Во взгляде моей матери, опиравшейся на плечо Леона, я читал приговор себе: «Ты меня разочаровал». Я утратил статус любимчика. Она еще активнее обычного боролась за сохранение природы и за отказ от вивисекции, устраивала акции против поставщиков гусиной печенки, прерывала корриду в Ниме, Арле, Памплоне, поливая пикадоров и тореро кровью с трибун. За это она терпела пощечины и поношения. Ничто ее не останавливало: мученица на ниве защиты животных, она предпочитала терпеть ненависть толпы, чем изменить своим убеждениям. Мой отец освобождал ее от ареста, оплачивая адвокатов. Мой брат Леон тоже включился в ее борьбу: он объяснил мне, что земля сжимается, что рыбы и насекомые Африки устремляются в Европу и что завтра в Провансе может снова вспыхнуть малярия. Словно в подтверждение мысли о нарушении видовых ареалов в гостиную влетела чайка, поносилась вокруг люстры и с истошным криком врезалась в зеркало, принятое за окно. Моя матушка, громко причитая, бросилась оказывать ей первую помощь. Бедная птица, десять лет назад символизировавшая для меня свободу, теперь валялась на полу со сломанными лапами и свернутой шеей; заблудилась, попала во враждебную среду – и вот результат.
– Ну и дуры эти чайки! – расхохотался Жюльен.
В тот вечер много пили, даже слишком. Мое возвращение, видимо, можно было переварить только при помощи больших доз спиртного. Я оказался во власти теплой дремоты. Раз в десять минут кто-нибудь из моих друзей звонил Фанни и оставлял ей срочные сообщения. Ее затянувшееся отсутствие портило нам праздник. Я сидел в своей кучке навоза, они восседали на тронах. Я бродил от стола к столу, как ярмарочная невидаль. Мое появление прерывало разговоры, но ненадолго: женщины разговаривали о жутком радикулите, моде, психоанализе, мужчины – об инвестициях, футболе, самосовершенствовании. Я был поражен стремительностью, с какой мой статус изгнанника сменился на статус прощенного. Меня никто не избегал, но никто и не искал. Не знаю, на что я рассчитывал, – ожидал, наверное, чего-то большего. Изумляли долетавшие до меня обрывки разговоров. Тео Вандервельт, главный фат нашей компании, женатый теперь на двадцатисемилетней иранке, возбужденно восклицал:
– Молодежь занимается любовью, старики жрут. Когда старики вспоминают про любовь, то все равно отдают предпочтение хорошей жратве!

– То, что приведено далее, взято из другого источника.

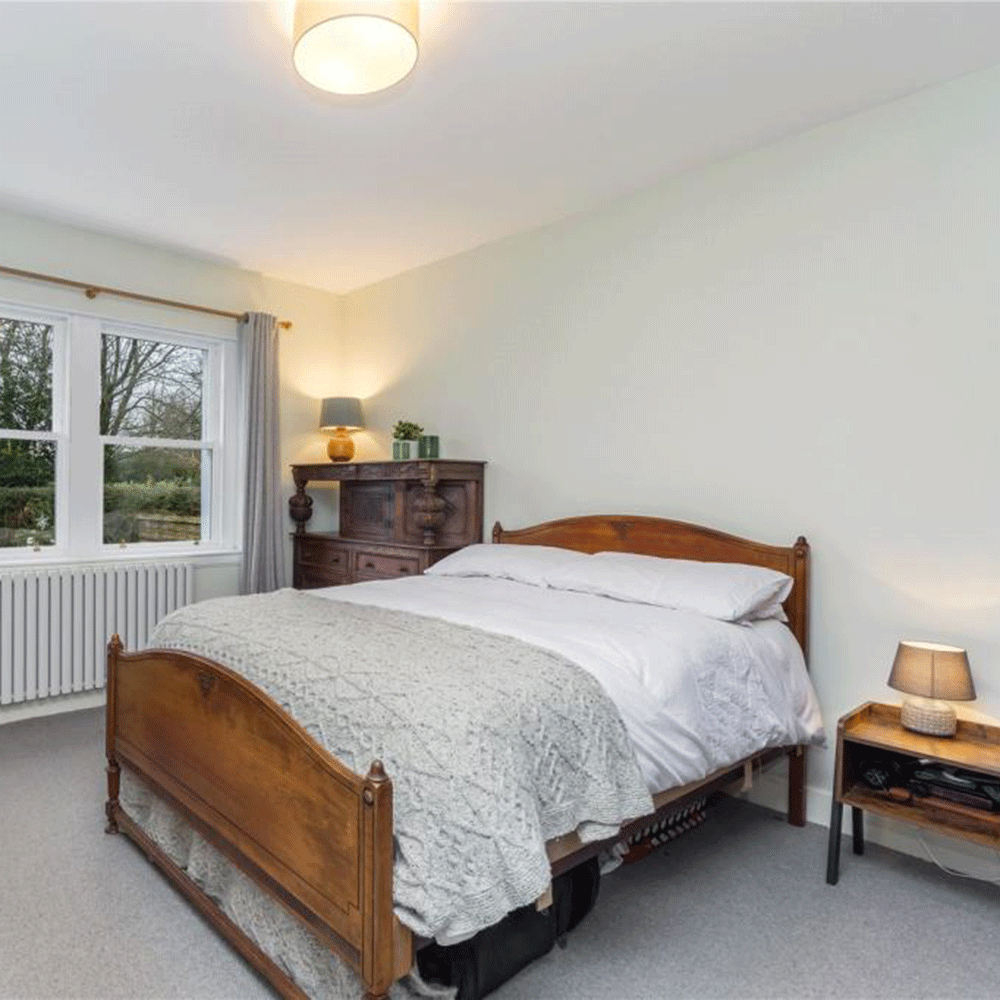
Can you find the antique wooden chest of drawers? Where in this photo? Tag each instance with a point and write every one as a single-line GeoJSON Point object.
{"type": "Point", "coordinates": [396, 519]}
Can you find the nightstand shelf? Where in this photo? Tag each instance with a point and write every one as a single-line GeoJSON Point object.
{"type": "Point", "coordinates": [875, 728]}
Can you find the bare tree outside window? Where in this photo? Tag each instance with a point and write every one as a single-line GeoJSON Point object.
{"type": "Point", "coordinates": [151, 390]}
{"type": "Point", "coordinates": [27, 451]}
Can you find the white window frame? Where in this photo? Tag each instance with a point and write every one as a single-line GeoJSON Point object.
{"type": "Point", "coordinates": [76, 389]}
{"type": "Point", "coordinates": [59, 322]}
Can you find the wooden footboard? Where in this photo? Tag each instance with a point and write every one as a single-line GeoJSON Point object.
{"type": "Point", "coordinates": [249, 778]}
{"type": "Point", "coordinates": [313, 834]}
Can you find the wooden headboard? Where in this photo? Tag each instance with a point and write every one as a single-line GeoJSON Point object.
{"type": "Point", "coordinates": [656, 536]}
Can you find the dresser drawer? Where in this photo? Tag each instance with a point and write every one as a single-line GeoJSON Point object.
{"type": "Point", "coordinates": [309, 577]}
{"type": "Point", "coordinates": [319, 552]}
{"type": "Point", "coordinates": [379, 566]}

Он заметно опьянел. Его напрасно пытались угомонить. До моего слуха донеслась его реплика, посвященная мне и обращенная к группе мужчин:
– Взгляните на него, урод уродом. А туда же, большой постельный мастер…

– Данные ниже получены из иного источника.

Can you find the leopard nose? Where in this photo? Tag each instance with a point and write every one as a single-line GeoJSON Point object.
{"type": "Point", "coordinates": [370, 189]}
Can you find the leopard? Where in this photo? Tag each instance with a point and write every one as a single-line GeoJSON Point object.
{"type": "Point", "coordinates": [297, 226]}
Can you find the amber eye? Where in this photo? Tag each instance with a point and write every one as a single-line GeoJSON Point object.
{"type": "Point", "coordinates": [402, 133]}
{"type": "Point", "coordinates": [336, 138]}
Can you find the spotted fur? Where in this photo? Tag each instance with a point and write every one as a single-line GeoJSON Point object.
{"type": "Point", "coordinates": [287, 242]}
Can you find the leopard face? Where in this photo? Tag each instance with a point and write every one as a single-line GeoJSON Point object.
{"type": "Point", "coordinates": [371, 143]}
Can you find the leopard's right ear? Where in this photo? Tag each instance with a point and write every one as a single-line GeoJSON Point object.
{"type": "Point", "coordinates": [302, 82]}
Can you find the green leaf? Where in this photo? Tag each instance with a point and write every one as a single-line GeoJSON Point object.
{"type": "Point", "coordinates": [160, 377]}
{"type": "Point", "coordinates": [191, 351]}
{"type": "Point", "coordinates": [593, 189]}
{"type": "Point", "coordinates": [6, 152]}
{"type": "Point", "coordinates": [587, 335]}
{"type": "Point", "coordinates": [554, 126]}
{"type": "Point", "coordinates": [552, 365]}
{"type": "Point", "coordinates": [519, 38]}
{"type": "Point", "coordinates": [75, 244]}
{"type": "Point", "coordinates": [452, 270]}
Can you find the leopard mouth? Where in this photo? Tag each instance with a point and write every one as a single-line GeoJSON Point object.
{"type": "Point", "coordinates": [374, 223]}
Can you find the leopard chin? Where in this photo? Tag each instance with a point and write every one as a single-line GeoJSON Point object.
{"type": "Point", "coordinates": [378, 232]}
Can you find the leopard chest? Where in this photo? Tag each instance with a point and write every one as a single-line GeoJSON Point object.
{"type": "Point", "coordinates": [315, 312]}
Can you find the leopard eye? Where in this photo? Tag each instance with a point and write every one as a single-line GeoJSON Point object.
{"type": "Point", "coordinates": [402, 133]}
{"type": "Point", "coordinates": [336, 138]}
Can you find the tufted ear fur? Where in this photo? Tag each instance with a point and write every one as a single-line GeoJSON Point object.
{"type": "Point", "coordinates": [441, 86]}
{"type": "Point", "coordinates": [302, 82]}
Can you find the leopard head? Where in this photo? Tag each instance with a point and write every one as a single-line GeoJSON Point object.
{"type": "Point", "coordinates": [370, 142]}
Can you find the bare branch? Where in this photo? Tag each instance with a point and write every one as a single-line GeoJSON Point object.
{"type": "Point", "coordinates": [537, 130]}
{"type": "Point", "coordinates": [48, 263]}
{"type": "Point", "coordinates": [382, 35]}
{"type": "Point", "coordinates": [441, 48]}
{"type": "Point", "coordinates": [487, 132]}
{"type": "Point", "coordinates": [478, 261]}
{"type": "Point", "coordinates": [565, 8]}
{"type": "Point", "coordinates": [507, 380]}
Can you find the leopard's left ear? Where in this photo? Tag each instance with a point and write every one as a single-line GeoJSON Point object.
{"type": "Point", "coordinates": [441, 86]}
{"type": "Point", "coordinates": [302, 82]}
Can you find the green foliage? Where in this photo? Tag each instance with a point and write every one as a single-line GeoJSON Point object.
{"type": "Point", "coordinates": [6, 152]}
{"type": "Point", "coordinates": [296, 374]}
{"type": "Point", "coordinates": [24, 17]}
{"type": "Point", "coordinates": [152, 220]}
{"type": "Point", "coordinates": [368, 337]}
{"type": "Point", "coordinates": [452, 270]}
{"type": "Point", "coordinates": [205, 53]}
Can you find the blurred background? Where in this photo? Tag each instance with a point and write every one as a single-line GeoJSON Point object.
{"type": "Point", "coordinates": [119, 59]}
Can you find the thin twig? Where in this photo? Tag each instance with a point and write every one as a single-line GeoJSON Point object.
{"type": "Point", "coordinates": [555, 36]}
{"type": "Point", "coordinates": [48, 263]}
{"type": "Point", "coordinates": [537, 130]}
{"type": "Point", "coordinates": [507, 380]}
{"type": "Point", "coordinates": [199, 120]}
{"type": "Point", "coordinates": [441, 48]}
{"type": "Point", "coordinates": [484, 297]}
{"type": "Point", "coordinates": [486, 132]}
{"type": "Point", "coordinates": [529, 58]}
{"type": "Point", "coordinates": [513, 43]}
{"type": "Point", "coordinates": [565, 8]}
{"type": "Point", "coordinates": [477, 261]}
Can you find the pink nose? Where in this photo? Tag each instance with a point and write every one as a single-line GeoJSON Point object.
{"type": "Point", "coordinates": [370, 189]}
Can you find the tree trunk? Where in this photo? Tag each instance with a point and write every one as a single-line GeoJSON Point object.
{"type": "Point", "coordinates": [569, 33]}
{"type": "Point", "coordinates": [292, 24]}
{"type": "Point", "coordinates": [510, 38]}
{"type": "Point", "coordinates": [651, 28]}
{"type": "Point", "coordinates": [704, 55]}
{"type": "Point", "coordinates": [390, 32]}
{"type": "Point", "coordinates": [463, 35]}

Остального я не расслышал. Меня ранил хохот его слушателей, но я сделал вид, будто ничего не произошло. Я вполне мог ошибиться, ослышаться. Я ждал своих детей, а их все не было. Я принес для них книжки с иллюстрациями, факсимильные издания серии «Hetzel»: «Из пушки на Луну», «Без семьи», «Робинзон Крузо». Устав ждать, я отдал их Сюзан, яростно резавшейся в покер. Она криво усмехнулась:
– Себастьян, наши дети выросли, они уже такую литературу не читают.
Рядом с ней смеялся и курил окруженный обожателями Жюльен. Эта парочка объединила интеллекты и создала устрашающий союз. Кажется, моя бывшая теща обожала нового зятя, тот отвечал ей взаимностью.

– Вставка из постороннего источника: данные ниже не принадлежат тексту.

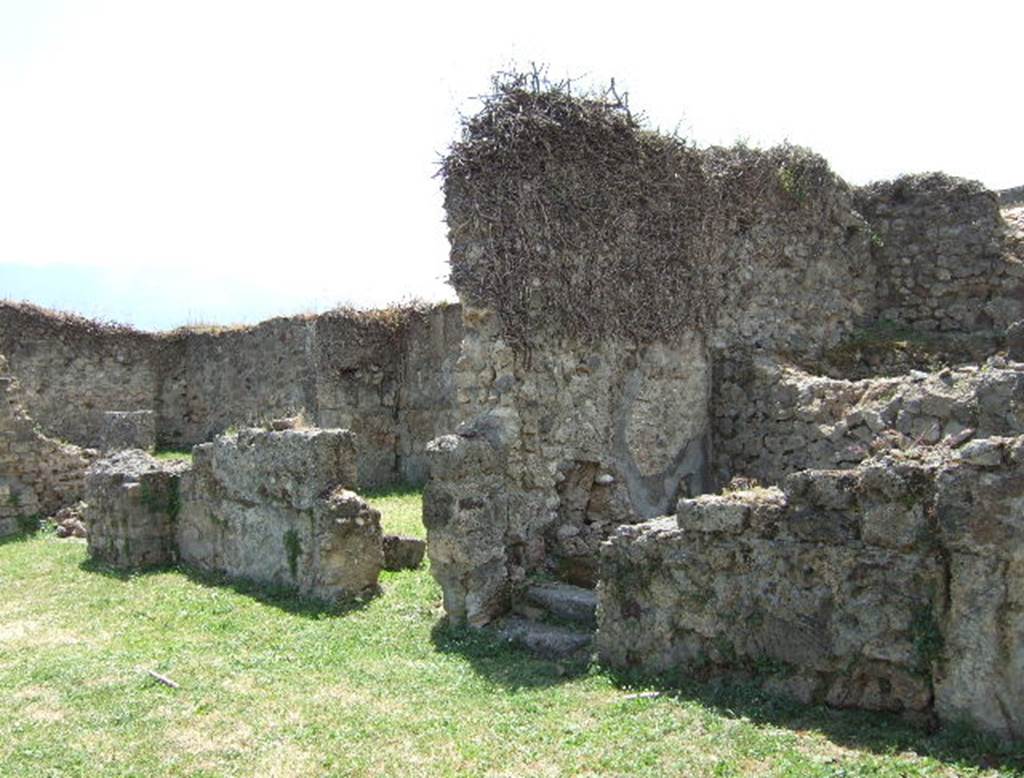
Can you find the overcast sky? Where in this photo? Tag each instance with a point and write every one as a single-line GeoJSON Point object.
{"type": "Point", "coordinates": [167, 163]}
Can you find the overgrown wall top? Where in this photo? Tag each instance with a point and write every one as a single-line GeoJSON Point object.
{"type": "Point", "coordinates": [569, 219]}
{"type": "Point", "coordinates": [384, 375]}
{"type": "Point", "coordinates": [941, 254]}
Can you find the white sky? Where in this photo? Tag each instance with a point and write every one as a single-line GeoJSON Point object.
{"type": "Point", "coordinates": [164, 163]}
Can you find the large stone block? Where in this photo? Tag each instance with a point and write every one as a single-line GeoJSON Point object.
{"type": "Point", "coordinates": [128, 429]}
{"type": "Point", "coordinates": [275, 508]}
{"type": "Point", "coordinates": [133, 502]}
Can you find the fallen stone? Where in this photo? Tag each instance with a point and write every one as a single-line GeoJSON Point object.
{"type": "Point", "coordinates": [70, 521]}
{"type": "Point", "coordinates": [549, 641]}
{"type": "Point", "coordinates": [565, 601]}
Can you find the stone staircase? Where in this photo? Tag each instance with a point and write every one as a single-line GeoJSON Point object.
{"type": "Point", "coordinates": [555, 620]}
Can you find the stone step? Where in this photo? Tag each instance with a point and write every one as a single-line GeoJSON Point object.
{"type": "Point", "coordinates": [548, 641]}
{"type": "Point", "coordinates": [565, 601]}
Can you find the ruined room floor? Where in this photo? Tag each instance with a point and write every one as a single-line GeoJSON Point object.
{"type": "Point", "coordinates": [274, 686]}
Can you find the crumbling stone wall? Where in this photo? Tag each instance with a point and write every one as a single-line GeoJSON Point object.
{"type": "Point", "coordinates": [274, 508]}
{"type": "Point", "coordinates": [893, 586]}
{"type": "Point", "coordinates": [772, 420]}
{"type": "Point", "coordinates": [278, 508]}
{"type": "Point", "coordinates": [556, 452]}
{"type": "Point", "coordinates": [73, 371]}
{"type": "Point", "coordinates": [386, 375]}
{"type": "Point", "coordinates": [132, 503]}
{"type": "Point", "coordinates": [38, 474]}
{"type": "Point", "coordinates": [602, 271]}
{"type": "Point", "coordinates": [939, 250]}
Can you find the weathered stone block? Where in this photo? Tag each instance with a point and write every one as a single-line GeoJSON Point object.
{"type": "Point", "coordinates": [275, 508]}
{"type": "Point", "coordinates": [132, 506]}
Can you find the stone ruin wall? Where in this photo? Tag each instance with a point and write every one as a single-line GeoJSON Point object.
{"type": "Point", "coordinates": [856, 357]}
{"type": "Point", "coordinates": [590, 434]}
{"type": "Point", "coordinates": [38, 475]}
{"type": "Point", "coordinates": [337, 370]}
{"type": "Point", "coordinates": [274, 508]}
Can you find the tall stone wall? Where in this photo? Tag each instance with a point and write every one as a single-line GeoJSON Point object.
{"type": "Point", "coordinates": [772, 420]}
{"type": "Point", "coordinates": [276, 508]}
{"type": "Point", "coordinates": [72, 370]}
{"type": "Point", "coordinates": [939, 247]}
{"type": "Point", "coordinates": [554, 454]}
{"type": "Point", "coordinates": [38, 474]}
{"type": "Point", "coordinates": [385, 376]}
{"type": "Point", "coordinates": [603, 270]}
{"type": "Point", "coordinates": [894, 586]}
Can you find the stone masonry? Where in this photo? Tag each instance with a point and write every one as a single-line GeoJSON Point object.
{"type": "Point", "coordinates": [38, 474]}
{"type": "Point", "coordinates": [278, 508]}
{"type": "Point", "coordinates": [384, 375]}
{"type": "Point", "coordinates": [274, 508]}
{"type": "Point", "coordinates": [893, 586]}
{"type": "Point", "coordinates": [132, 506]}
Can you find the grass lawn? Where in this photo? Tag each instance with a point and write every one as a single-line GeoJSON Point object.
{"type": "Point", "coordinates": [275, 686]}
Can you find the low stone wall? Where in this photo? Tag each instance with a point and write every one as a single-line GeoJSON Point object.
{"type": "Point", "coordinates": [772, 420]}
{"type": "Point", "coordinates": [38, 475]}
{"type": "Point", "coordinates": [894, 586]}
{"type": "Point", "coordinates": [275, 508]}
{"type": "Point", "coordinates": [268, 507]}
{"type": "Point", "coordinates": [132, 503]}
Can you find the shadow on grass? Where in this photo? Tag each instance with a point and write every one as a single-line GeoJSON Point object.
{"type": "Point", "coordinates": [501, 662]}
{"type": "Point", "coordinates": [958, 746]}
{"type": "Point", "coordinates": [284, 598]}
{"type": "Point", "coordinates": [18, 536]}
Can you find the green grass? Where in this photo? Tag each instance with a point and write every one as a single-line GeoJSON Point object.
{"type": "Point", "coordinates": [271, 685]}
{"type": "Point", "coordinates": [401, 511]}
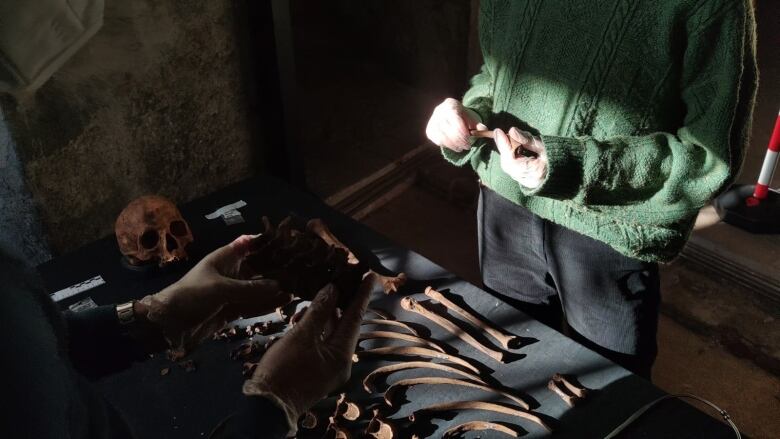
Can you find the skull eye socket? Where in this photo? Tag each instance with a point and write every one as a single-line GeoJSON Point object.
{"type": "Point", "coordinates": [178, 228]}
{"type": "Point", "coordinates": [149, 239]}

К двум часам ночи компания поредела. От жары самые прекрасные порывы поблекли, рукопожатиям, которыми меня одаривали, не хватало уверенности. Я остался на балконе один, сидел себе в кресле-качалке, переваривая свое поражение. Мне в рот сунули сигару, в руку – тонкий бокал. За домами катилась, как круг сыра, белая луна. Жеральд, пьяный в дым, счел себя обязанным составить мне компанию. Ему было нелегко держать открытыми остекленевшие глаза.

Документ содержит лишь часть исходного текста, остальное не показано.